Viña del Mar es una ciudad cuyo nombre nace en el periodo de la colonia, en la zona llamada quinta San Francisco, donde hoy se aloja el Palacio Rioja, existían viñedos que dieron origen al nombre “Viñas de la Mar”. Desde ese entonces, Viña encantó por ser una comuna que combinaba bellos paisajes y jardines, con la majestuosidad de sus hermosas residencias, que junto a una bella costa, entregaban características inigualables tanto a residentes como turistas, que veían como un gran privilegio vivir y vacacionar en la comuna, siendo estas características fortalecidas durante décadas por la familia Vergara, fundadores de la ciudad, como también por las diferentes administraciones comunales.

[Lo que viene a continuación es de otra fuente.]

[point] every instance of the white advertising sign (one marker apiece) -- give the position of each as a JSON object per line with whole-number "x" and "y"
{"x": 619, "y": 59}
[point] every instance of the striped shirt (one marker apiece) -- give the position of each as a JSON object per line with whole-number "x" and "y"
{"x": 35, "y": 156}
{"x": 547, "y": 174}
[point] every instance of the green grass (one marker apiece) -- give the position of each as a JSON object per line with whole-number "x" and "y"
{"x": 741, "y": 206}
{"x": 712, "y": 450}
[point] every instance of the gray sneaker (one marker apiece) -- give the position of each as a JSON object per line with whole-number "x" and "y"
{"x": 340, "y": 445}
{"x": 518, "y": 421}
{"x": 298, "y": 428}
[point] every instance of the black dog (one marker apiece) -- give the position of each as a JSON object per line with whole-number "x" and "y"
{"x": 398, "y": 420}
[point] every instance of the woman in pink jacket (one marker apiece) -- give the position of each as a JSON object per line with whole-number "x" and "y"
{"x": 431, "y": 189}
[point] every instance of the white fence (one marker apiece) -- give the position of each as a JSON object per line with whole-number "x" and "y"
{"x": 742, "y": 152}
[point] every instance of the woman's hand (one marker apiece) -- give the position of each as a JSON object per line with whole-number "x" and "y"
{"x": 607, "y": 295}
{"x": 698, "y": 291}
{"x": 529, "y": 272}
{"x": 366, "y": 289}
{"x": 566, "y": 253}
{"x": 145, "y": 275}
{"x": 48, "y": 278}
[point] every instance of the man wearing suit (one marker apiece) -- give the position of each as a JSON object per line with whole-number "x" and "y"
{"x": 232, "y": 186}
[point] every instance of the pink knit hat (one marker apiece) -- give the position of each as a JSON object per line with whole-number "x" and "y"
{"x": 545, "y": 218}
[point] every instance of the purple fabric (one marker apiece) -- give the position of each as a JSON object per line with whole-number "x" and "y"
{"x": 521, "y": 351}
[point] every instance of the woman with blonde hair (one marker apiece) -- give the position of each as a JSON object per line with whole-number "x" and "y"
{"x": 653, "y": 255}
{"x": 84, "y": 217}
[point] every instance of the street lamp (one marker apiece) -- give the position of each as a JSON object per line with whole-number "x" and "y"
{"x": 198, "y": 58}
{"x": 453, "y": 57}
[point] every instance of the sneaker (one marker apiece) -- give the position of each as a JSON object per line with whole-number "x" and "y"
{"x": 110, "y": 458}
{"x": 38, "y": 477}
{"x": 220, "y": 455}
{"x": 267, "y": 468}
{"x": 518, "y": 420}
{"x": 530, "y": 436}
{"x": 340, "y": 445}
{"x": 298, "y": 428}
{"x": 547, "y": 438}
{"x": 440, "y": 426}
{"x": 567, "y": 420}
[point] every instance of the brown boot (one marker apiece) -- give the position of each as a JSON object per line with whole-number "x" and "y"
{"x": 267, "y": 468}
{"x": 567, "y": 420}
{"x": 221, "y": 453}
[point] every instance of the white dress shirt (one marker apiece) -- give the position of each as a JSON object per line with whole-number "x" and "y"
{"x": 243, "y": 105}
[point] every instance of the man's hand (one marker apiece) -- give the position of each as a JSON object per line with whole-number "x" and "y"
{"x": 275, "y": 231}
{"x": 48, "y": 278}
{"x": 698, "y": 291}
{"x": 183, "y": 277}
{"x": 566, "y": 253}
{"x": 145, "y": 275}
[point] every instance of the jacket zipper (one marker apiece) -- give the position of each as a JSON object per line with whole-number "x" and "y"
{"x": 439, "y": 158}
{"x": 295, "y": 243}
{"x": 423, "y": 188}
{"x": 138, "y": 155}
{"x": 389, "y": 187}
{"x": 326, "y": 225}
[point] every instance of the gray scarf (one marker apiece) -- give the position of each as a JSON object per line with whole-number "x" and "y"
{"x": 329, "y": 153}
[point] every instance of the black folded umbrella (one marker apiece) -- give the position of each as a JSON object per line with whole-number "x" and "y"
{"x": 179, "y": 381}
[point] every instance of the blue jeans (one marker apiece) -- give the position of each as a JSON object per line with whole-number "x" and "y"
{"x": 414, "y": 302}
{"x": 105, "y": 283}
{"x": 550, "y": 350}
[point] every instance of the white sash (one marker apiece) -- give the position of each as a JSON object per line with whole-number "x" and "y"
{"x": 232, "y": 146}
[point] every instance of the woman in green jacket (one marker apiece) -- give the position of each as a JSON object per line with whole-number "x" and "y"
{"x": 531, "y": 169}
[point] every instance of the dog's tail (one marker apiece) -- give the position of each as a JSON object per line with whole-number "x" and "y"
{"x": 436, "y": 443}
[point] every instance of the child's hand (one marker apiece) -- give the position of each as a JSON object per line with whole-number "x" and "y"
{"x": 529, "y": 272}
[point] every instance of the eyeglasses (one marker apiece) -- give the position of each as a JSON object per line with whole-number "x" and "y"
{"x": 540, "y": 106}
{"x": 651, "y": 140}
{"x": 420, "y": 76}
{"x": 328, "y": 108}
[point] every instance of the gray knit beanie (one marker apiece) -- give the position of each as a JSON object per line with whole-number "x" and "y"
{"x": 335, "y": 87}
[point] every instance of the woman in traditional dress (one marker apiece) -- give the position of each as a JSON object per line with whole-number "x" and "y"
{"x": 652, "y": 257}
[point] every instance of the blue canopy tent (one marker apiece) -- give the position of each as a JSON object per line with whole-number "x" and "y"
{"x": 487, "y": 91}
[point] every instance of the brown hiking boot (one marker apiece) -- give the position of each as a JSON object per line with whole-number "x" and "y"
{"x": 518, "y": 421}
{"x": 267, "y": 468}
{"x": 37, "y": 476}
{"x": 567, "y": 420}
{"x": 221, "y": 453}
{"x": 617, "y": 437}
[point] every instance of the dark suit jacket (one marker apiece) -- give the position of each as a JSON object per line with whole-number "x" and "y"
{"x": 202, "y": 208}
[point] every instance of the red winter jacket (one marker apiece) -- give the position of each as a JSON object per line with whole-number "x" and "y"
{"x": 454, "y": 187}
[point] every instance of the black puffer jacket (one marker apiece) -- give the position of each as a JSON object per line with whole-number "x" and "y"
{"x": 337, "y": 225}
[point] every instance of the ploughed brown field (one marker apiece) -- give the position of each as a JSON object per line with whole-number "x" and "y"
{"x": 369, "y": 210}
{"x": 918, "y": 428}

Hoy, todo esto es sólo un recuerdo, dando paso a una realidad que muestra el deterioro generalizado de la comuna, que producto de una deficiente administración comunal terminaron por consolidar una crisis identitaria, que vemos reflejada en cada rincón de la ciudad. El concepto de identidad requiere no solo la conciencia de existir, sino la conciencia de ser en forma perdurable, es decir, entender que la identidad es lo que nos representa como conjunto y lo que quedará cuando nuestra existencia dé paso a las nuevas generaciones.

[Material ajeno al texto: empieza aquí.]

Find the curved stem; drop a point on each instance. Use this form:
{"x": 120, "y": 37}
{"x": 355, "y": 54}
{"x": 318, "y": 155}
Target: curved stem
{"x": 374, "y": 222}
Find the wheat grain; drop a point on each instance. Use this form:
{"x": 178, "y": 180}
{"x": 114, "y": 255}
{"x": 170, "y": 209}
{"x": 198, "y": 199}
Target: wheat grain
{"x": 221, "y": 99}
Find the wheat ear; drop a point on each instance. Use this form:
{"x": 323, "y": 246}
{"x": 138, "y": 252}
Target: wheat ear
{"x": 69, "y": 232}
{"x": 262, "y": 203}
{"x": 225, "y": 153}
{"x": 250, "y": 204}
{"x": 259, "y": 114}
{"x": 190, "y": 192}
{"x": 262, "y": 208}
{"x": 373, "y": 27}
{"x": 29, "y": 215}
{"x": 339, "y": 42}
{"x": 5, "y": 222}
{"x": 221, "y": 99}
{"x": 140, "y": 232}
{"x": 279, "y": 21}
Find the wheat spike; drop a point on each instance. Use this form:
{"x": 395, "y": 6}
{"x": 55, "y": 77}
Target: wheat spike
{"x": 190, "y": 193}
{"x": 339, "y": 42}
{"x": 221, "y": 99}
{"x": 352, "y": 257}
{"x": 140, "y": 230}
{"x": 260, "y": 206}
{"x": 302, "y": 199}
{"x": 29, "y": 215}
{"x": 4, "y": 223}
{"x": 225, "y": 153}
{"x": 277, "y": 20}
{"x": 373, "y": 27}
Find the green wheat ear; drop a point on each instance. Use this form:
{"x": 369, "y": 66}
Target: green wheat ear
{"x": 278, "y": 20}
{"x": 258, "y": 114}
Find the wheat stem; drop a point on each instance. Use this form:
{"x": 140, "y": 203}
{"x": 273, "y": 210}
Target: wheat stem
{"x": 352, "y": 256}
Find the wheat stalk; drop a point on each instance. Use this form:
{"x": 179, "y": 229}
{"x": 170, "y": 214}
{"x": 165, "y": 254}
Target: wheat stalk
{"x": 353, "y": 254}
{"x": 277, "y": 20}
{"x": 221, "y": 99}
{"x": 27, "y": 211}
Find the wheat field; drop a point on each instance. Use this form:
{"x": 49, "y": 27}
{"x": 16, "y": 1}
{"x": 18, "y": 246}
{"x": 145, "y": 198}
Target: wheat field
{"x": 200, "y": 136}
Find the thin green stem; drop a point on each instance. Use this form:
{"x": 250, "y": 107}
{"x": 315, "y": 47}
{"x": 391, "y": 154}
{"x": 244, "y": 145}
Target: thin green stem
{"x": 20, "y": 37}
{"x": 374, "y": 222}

Lamentablemente, hoy nuestra identidad como comuna se relaciona con la desigualdad, con la existencia de cientos de niños y niñas que viven, crecen y se desarrollan sin las condiciones mínimas de salubridad, sin alcantarillado, equivalente a crecer en algunas regiones de África. Hoy nuestra identidad como ciudad está entregada a las grandes inmobiliarias, que construyen sin ningún control sobre nuestro patrimonio, y por ende, sobre nuestra historia. Hoy nuestra identidad es ver cómo la delincuencia y las mafias se toman las calles que antes recorrían los turistas todo el año, o ver cómo emprender en Viña es casi una odisea frente a un turismo estacional que no da tregua, impidiendo la consolidación de fuentes laborales sustentables, que entre otras cosas, alimentan el éxodo migratorio laboral hacia la capital. Estamos frente a un gran desafío, levantar un movimiento que nos permita volver a hacer de nuestra comuna un lugar para vivir, crecer y desarrollarse en plenitud.

Viña es también su gente. Miles de hombres y mujeres que ansían tener una vida mejor, y que no merecen estar a merced de una gestión inescrupulosa, que ha mostrado con su negligencia permanente que pasará a la historia como la gestión que logró que Viña dejara de ser bella.